Mit diesen Fragen müssen nicht nur Managementbewerber*innen rechnen, sondern alle – sogar potenzielle Azubis. Der People Attribute Guide gilt für alle Mitarbeiter*innen der Allianz. Aber keine Sorge, ihr werdet nicht mit allen Fragen überrumpelt. Die Allianz arbeitet derzeit an einem Google-Voice-unterstütztem Training, bei dem Bewerber*innen schon vor dem Vorstellungsgespräch einige der Fragen erhalten und üben können.

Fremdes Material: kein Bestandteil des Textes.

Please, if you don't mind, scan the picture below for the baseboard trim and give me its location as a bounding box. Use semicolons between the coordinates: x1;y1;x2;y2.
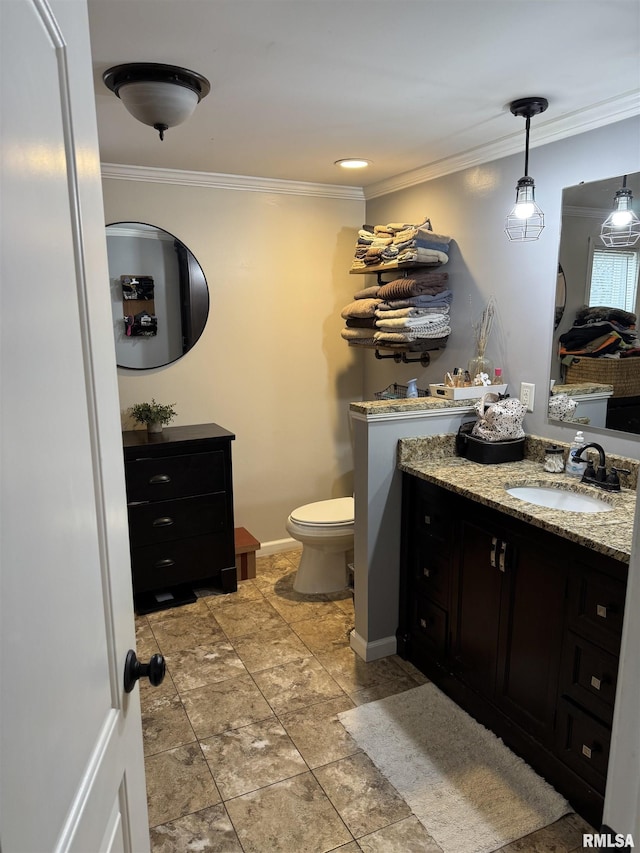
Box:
349;628;397;662
256;539;302;557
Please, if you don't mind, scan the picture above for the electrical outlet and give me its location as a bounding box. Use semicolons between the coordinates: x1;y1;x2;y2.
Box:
520;382;536;412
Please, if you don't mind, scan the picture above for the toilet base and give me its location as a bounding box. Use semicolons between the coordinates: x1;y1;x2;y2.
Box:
293;541;353;595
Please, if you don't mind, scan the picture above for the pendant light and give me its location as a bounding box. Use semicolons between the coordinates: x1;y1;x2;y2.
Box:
600;175;640;249
102;62;211;140
504;97;549;242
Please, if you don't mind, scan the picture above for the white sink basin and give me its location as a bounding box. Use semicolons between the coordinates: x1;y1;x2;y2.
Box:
506;486;613;512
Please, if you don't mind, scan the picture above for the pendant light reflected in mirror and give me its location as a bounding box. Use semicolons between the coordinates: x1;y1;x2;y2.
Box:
600;175;640;249
504;97;549;242
102;62;211;140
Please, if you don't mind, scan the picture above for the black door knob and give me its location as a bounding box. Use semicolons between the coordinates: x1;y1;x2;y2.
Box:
124;649;167;693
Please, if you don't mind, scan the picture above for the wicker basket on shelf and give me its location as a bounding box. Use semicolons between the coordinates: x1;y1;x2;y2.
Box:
565;358;640;397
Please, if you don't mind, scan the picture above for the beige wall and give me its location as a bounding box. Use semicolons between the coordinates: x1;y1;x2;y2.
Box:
103;178;364;543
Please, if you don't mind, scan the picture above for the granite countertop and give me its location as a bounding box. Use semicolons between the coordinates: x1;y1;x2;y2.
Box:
349;397;476;415
398;434;638;563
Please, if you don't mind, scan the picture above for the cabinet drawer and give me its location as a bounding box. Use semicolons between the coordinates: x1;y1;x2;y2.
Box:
561;632;618;724
131;532;235;593
129;492;228;548
125;450;226;503
556;699;611;794
569;570;625;654
414;598;448;652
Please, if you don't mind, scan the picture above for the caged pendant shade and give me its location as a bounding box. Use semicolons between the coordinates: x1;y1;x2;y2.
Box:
504;97;549;243
600;175;640;249
102;62;211;139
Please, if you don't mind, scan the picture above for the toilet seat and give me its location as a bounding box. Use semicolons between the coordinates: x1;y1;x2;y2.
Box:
290;498;355;528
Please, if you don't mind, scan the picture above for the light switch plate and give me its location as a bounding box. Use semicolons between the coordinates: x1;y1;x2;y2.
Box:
520;382;536;412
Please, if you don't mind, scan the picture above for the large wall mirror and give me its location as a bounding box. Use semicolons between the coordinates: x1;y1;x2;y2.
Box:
106;222;209;370
551;173;640;435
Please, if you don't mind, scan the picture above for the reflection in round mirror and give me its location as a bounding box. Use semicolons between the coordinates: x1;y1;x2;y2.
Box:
553;264;567;329
106;222;209;370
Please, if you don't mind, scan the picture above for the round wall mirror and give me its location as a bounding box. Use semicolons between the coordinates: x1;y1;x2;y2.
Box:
106;222;209;370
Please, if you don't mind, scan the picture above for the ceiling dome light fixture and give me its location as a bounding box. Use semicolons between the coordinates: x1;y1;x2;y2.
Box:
600;175;640;249
333;157;371;169
504;97;549;242
102;62;211;139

Der Bewerbungsprozess der Allianz könnte sich in den kommenden Jahren noch verändern, da das Unternehmen derzeit Möglichkeiten abwiegt, wie Künstliche Intelligenz eingesetzt werden kann. So gibt es etwa Pläne, ein System zu nutzen, das bei Videointerviews die Gestik und Mimik des Kandidaten analysiert und Rückschlüsse auf seine persönlichen Eigenschaften zieht. Allerdings soll das Urteil der KI kein Ausschlusskriterium sein, sondern lediglich als Einschätzung für den Personaler dienen. „In absehbarer Zeit wird es aber bei der Allianz keine automatisierte Selektion geben.“

Wer eine*n Bewerber*in nach ihrer*seiner größten Niederlage fragt, der erwartet schließlich keine richtige oder falsche Antwort. Und wie die*der Bewerber*in darauf reagiert, kann am Ende wahrscheinlich immer noch ein Mensch am besten beurteilen.